I'm still swamped by metastasized work obligations, but I'm finishing up grading this weekend and seeing what I need to prepare to teach a summer course that we're switching major assignments on (in this case, from one largish and somewhat awkward paper to several shorter papers). The Florida legislative session ended in chaos early Friday morning, and I have had absolutely no time to follow the quickly-morphing bills related to education. If you live outside Florida, you may have heard of Senate Bill 736, dubbed the "Student Success Act," that promises/threatens to change a bunch of teachers' working conditions. But there's a lot more, including a very weird change in charter-school law that may violate the state's constitution and may authorize the creation of a bunch of charter schools that face effectively no accountability–I don't know whether the bill will in fact create conditions ripe for "mushroom charters" (that propagate and then grow in the dark), but it's something to watch carefully. If you have time.
The one thing I know from the state budget is that USF-Tampa's finances next year are in the middle of the pack if you look at the state university system. If the assumptions on the budget hold (including the tuition hikes built into the state lines), the recurring revenues don't take much of a hit beyond what happened in the last few years, but we lose the federal stimulus dollars in terms of nonrecurring revenues. We will all be paying into retirement, which worries me far more about the lower-paid staff than about myself. (I'm in the "Optional Retirement Program," which is akin to a 403(b), but all employees are treated alike in several pension-program changes.)

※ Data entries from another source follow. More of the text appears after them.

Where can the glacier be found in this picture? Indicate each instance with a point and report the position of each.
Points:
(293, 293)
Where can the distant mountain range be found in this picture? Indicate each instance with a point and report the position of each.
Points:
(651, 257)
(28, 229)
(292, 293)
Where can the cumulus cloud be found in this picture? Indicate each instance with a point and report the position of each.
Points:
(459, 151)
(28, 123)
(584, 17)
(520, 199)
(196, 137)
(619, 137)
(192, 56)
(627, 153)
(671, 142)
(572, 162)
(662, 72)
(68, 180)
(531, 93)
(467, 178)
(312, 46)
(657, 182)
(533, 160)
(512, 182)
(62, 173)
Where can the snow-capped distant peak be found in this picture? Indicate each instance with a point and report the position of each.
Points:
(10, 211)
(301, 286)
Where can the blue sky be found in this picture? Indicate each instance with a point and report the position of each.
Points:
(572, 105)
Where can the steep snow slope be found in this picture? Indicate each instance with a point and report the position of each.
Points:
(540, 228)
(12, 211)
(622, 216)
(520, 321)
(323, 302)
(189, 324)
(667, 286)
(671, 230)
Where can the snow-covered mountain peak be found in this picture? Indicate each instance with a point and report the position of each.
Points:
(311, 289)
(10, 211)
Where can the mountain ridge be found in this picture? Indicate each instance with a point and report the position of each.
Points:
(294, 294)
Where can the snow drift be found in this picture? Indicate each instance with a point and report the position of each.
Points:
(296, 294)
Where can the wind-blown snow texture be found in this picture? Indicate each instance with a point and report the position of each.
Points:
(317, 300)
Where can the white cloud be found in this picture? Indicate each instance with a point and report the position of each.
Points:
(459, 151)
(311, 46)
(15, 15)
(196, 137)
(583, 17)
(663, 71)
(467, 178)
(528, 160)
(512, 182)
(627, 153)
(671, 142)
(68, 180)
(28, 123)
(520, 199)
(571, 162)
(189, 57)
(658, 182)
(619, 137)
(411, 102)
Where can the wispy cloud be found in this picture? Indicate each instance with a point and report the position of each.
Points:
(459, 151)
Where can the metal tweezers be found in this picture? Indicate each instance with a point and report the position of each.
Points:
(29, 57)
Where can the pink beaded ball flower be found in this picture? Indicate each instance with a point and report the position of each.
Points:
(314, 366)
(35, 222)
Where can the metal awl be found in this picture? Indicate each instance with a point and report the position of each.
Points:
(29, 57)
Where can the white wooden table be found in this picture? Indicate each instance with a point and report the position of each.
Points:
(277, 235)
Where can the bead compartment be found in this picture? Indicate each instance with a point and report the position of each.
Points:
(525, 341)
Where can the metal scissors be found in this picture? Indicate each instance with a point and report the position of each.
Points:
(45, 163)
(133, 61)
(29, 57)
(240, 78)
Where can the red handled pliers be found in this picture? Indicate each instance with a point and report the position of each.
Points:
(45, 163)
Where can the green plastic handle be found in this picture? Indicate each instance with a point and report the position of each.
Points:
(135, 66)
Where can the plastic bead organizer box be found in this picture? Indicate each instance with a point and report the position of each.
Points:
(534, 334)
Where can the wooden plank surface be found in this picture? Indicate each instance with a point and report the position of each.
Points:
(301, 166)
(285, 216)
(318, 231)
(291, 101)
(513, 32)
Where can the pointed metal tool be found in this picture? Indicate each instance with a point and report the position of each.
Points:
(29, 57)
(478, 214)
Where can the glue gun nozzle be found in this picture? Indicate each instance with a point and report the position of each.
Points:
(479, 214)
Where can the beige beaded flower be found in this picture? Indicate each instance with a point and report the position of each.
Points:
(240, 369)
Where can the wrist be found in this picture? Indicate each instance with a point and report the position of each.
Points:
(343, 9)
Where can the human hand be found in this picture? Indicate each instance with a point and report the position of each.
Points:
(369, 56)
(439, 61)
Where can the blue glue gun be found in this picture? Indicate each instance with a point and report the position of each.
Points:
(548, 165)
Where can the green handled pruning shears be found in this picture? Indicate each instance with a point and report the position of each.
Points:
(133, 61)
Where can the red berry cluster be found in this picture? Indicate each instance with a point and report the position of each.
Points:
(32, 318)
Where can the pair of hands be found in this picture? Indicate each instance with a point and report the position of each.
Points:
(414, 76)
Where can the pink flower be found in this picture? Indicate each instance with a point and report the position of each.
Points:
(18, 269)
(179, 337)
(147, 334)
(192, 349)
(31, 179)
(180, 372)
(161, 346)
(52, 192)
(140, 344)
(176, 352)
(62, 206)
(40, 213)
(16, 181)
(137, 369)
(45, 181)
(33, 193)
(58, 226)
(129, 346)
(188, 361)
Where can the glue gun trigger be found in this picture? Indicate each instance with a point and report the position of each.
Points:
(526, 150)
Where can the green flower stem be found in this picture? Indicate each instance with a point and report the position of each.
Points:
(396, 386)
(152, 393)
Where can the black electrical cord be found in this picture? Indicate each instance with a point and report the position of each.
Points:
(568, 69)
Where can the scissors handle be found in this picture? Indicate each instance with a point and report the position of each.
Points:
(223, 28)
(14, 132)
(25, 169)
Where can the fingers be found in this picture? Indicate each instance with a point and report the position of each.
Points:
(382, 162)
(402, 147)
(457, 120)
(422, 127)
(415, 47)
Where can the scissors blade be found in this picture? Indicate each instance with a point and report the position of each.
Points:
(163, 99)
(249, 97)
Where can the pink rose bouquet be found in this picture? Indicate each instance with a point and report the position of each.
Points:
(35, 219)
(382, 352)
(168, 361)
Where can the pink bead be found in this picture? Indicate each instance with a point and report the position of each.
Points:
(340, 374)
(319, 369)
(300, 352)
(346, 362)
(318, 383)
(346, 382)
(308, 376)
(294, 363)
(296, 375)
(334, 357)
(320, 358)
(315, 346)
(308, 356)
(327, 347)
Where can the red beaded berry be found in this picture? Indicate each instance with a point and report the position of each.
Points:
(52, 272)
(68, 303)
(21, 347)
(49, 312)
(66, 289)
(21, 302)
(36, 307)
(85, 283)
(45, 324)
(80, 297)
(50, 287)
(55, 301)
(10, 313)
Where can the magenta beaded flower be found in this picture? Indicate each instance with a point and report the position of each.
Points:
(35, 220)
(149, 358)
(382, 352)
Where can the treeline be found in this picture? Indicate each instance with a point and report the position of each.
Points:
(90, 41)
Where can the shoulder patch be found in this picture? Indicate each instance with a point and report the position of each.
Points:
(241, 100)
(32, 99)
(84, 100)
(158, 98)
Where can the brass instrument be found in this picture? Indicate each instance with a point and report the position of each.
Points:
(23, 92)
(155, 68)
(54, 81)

In the meantime, there are loads of people hurting in the state. A longtime neighbor is moving out of her foreclosed house as I type, and while she has an apartment to live in, the downsizing of people's homes (in her case, from house to apartment) means Florida is very far from a full recovery. There are plenty of strip malls with >50% vacancy, and while the primary problem right now is idle capacity, the legislature and governor think differently. They have the quaint idea that if we just water down our fairly tepid business regulations so that "growth" (i.e., speculative development) doesn't have to pay for itself in infrastructure, there will be developers banging down the doors to create a new real-estate boom. Or, rather, one could see it as quaint if the consequences weren't going to be destructive to our state's fragile environment and useless for the economy. (That's the Florida "solution": build more strip malls and subdivisions while there are dozens of half-empty ones within a few miles?)
At least we have a surprisingly cool day today. Time to head out with my spouse for some weekly shopping at a store that's still open.